As you recall, some SAE members were caught on a short video a couple of weeks ago in a racist sing-along on a chartered bus. The song included the n-word and made an implicit reference to lynching.
In the post, I discuss the freedom of speech issue that has emerged from the incident after OU President David Boren expelled two SAE members and ordered a complete eviction of the fraternity house members. Is racist speech affiliated with a public university protected speech? I also have this to say:
By far, the best response, and this included Boren and Striker as well, came from the non-violent protestors that marched on the university campus right after the incident to send the message that racism would not be tolerated. This type of non-violent protest is not only guaranteed by the First Amendment, but also is crucial in advancing the larger awareness about the existence of racism in our culture and in supporting the academic mission of OU or any university.
Also, check out this article in the Tulsa World about the relationship between the dramatic surge in earthquakes in Oklahoma and the hydraulic fracturing, or fracking, process.
I’ve now written about this issue for years. Scientists and geologists continue to point out the earthquakes are triggered by the wastewater disposal process used in fracking. Now they point out that this process may have “reawakened” underground faults in the state, and that even stronger earthquakes are a possibility here.
What’s important to remember is that the strongest earthquake ever recorded in Oklahoma rumbled near Prague on Nov. 5, 2011. That earthquake, which caused damage, was measured at 5.6-magnitude on the Richter scale and was later connected to the injection well process by scientists.

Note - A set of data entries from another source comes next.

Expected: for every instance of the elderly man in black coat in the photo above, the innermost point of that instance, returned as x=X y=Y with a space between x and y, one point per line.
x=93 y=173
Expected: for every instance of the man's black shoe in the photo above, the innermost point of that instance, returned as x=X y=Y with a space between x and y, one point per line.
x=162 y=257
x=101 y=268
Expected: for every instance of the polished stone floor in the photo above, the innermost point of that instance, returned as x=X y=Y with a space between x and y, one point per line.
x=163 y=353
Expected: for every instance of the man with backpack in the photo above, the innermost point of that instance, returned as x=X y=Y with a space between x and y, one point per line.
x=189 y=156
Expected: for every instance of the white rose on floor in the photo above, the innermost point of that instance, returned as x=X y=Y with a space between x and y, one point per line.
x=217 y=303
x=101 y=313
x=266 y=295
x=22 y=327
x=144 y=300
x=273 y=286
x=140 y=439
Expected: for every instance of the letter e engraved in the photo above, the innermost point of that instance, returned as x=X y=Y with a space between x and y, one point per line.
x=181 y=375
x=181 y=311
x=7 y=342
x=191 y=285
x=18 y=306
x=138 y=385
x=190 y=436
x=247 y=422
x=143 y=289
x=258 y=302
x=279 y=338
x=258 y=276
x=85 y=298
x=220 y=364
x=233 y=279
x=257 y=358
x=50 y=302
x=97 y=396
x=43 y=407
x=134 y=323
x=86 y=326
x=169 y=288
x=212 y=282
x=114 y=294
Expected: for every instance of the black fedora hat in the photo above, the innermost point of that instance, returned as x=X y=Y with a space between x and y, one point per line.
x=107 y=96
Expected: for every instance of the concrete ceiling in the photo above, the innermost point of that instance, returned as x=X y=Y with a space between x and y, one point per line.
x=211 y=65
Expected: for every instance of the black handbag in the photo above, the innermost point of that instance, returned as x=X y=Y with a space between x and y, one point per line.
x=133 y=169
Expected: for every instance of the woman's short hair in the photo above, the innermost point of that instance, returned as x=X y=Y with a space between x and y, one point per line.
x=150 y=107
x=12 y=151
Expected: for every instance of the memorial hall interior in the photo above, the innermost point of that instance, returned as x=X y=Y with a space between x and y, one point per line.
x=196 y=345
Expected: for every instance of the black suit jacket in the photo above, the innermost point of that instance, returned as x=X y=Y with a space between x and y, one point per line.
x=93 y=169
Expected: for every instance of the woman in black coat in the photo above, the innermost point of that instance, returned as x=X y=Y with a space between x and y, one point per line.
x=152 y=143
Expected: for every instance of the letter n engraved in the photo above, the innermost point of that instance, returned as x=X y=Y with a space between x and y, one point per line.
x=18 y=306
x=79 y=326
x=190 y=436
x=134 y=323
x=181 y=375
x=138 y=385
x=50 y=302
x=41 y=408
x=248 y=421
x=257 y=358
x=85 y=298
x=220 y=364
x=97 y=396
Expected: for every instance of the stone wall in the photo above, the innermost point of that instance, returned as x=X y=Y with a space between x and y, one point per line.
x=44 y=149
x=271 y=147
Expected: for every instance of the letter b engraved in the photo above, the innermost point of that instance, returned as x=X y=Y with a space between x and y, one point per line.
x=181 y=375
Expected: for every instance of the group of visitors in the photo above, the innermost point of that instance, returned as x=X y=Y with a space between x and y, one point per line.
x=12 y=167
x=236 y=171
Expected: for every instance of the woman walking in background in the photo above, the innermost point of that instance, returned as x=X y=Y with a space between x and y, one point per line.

Note the date.
We’ve been dealing with this earthquake issue for years now, but little has changed in how the oil and gas companies frack and dispose of wastewater. Now there’s a world oil glut, a down-size in the state’s oil and gas industry, which means layoffs and lower tax revenue, and we’re still stuck with earthquakes. Even if a large earthquake-say in the six-point or higher range-doesn’t hit the state, what are the culminating effects of thousands of smaller earthquakes over a several-year period? What about the foundations of buildings and houses? What about the state’s bridges?